Ruth did not answer.

"I will tell you why. Because it saved you trouble. Because it gave you

more leisure for the sort of futile waste of time which seems to be the

only thing you care for nowadays. Don't trouble to deny it. Do you

think I haven't seen in these last few months that Bill bores you to

death? Oh, I know you always have some perfect excuse for keeping away

from him. It's too much trouble for you to be a mother to him, so you

hedge with your conscience by letting Mrs. Porter pamper him and

sterilize his toys and all the rest of it, and try to make yourself

think that you have done your duty to him. You know that, as far as

everything goes that matters, any tenement child is better off than

Bill."

"I......"

"You had better let me finish what I have got to say. I will be as

brief as I can. That is my case as regards Bill. Now about myself. What

do you think I am made of? I've stood it just as long as I could; you

have tried me too hard. I'm through. Heaven knows why it should have

come to this. It is not so very long ago that Bill was half the world

to you and I was the other half. Now, apparently, there is not room in

your world for either of us."

Ruth had risen. She was trembling.

"I think we had better end this."

He broke in on her words.

"End it? Yes, you're right. One way or the other. Either go back to the

old life or start a new one. What we are living now is a horrible

burlesque."

"What do you mean? How start a new life?"

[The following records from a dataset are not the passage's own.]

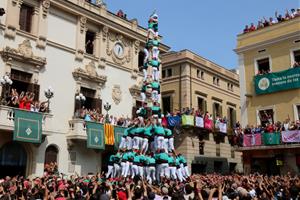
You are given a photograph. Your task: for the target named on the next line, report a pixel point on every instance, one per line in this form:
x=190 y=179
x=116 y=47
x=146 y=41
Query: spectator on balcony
x=296 y=64
x=252 y=27
x=120 y=13
x=246 y=29
x=279 y=17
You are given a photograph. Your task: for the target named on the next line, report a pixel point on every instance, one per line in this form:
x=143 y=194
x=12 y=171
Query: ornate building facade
x=74 y=47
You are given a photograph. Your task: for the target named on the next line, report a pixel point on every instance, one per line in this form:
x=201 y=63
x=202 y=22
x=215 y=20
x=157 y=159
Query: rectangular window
x=25 y=18
x=201 y=147
x=89 y=42
x=263 y=66
x=166 y=104
x=163 y=73
x=169 y=72
x=266 y=117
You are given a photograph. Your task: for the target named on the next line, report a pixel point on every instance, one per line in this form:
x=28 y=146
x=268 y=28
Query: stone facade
x=53 y=52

"I mean exactly what I say. In the life you are living now I am an

anachronism. I'm a survival. I'm out of date and in the way. You would

be freer without me."

"That's absurd."

"Is the idea so novel? Is our marriage the only failure in New York?"

"Do you mean that we ought to separate?"

"Only a little more, a very little more, than we are separated now.

Never see each other again instead of seeing each other for a few

minutes every day. It's not a very big step to take."